In the first phase of the pandemic, before we had vaccines, we had massive and sudden unemployment for lots of people as non-essential industries basically shut down.  

That exacerbated what was already a difficult situation for labour, as you had lots of unemployed people and far fewer industries that would, or could, hire. 

Thousands of workers were suddenly out of a job, and employers had the upper hand and could dictate the terms of employment, often to the detriment of employees.  

In the fall of 2020, I researched this with Mohammad Ferdosi, Peter Graefe and Wayne Lewchuk, all from McMaster.  A quarter of the 833 respondents we surveyed in Ontario reported some sort of negative change to their working conditions or interactions with their employer during the pandemic. That’s a significant minority and demonstrates the unequal power balance during that early period. 

Employers were also able to leverage the public discourse around sacrificing yourself for the public good. They were able to say things along the lines of “you’re lucky to still have a job” and “you need to give a lot more of yourself because we’re in a crisis and we need people to pitch in.” 

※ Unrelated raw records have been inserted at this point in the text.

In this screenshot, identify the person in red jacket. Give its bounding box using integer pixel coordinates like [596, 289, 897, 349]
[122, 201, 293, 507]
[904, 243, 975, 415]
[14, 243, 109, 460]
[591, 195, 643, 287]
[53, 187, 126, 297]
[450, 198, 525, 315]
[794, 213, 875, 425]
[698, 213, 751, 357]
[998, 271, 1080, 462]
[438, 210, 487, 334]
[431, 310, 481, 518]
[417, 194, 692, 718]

Not only that, but the new ways of working, with Zoom and other technologies, meant a recalibration of the work-life balance, as remote workers could feasibly open their laptops at home and work around the clock. 

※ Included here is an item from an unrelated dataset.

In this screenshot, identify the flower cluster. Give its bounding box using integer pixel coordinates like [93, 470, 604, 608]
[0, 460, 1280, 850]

Did workers get tired of this unequal relationship? 

As the pandemic wore on and society started to reopen, pent-up consumer demand meant record profits for many employers, which did not really trickle down to workers.   

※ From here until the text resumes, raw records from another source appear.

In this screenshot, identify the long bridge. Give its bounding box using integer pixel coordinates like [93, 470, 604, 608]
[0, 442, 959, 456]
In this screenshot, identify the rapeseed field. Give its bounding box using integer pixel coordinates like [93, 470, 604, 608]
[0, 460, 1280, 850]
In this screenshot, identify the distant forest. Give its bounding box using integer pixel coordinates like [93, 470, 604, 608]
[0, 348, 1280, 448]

Many workers felt they had sacrificed a lot, but were not getting their fair share of the reward for that collective sacrifice. Employees risked their health to go to workplaces, but that did not translate into wage increases or even a healthy work-life balance. 

At the same time, as the economy recovered, employers needed workers and started to think about how they could draw workers back into the labour market, and on what terms. 

A lot of complex things happened over the course of that year-and-a-half that changed people’s attitudes toward what kinds of jobs they wanted do and what kinds of conditions they were willing to work under. In this phase, we saw workers gaining more individual and collective power. 

For instance, people who used to work in the restaurant industry, who had tough jobs with relatively low pay, saw opportunities to work in sectors that had plentiful, remote work. Many service-industry businesses struggled to find workers as the supply of potential workers dried up. 

In terms of collective action, we saw more worker militancy, and the emergence of a strike wave in Canada beginning in late 2021. In 2023, the person-days not worked because of strike action reached 6.6 million, around six times higher than it was in 2019, the year before the pandemic. 

That militancy was driven by a combination of wages falling behind inflation, coupled with a sense of indignation around the unequal sacrifice and unequal reward in the wake of the pandemic. 

How might all of this inform labour relations in the future? 

One of the most interesting things for the labour movement is that we now have a generation of workers who, having never been on strike before, are increasingly involved in labour action. 

This surge in labour action is driven by growing dissatisfaction with working conditions and the fading memories of the union defeats by neoliberal governments in the 1980s, such as the miners’ strike under British Prime Minister Margaret Thatcher and the air traffic controllers’ strike under U.S. President Ronald Reagan. 

Now, because there have been some really important recent victories through strikes, it has created the idea that, yes, this tool is now available to us again. 

And frankly, I think a lot of people are thinking, “What else are we going to do?” because it’s a choice between fighting or accepting a situation that is untenable. Many more people are thinking, “What else do I have to lose?” 

And that means that we now have, amongst young workers entering the labour market, the most pro-union generation, even if they’re the least likely to be unionized. The conditions are ripe for more labour action, but this generation has to seize the moment.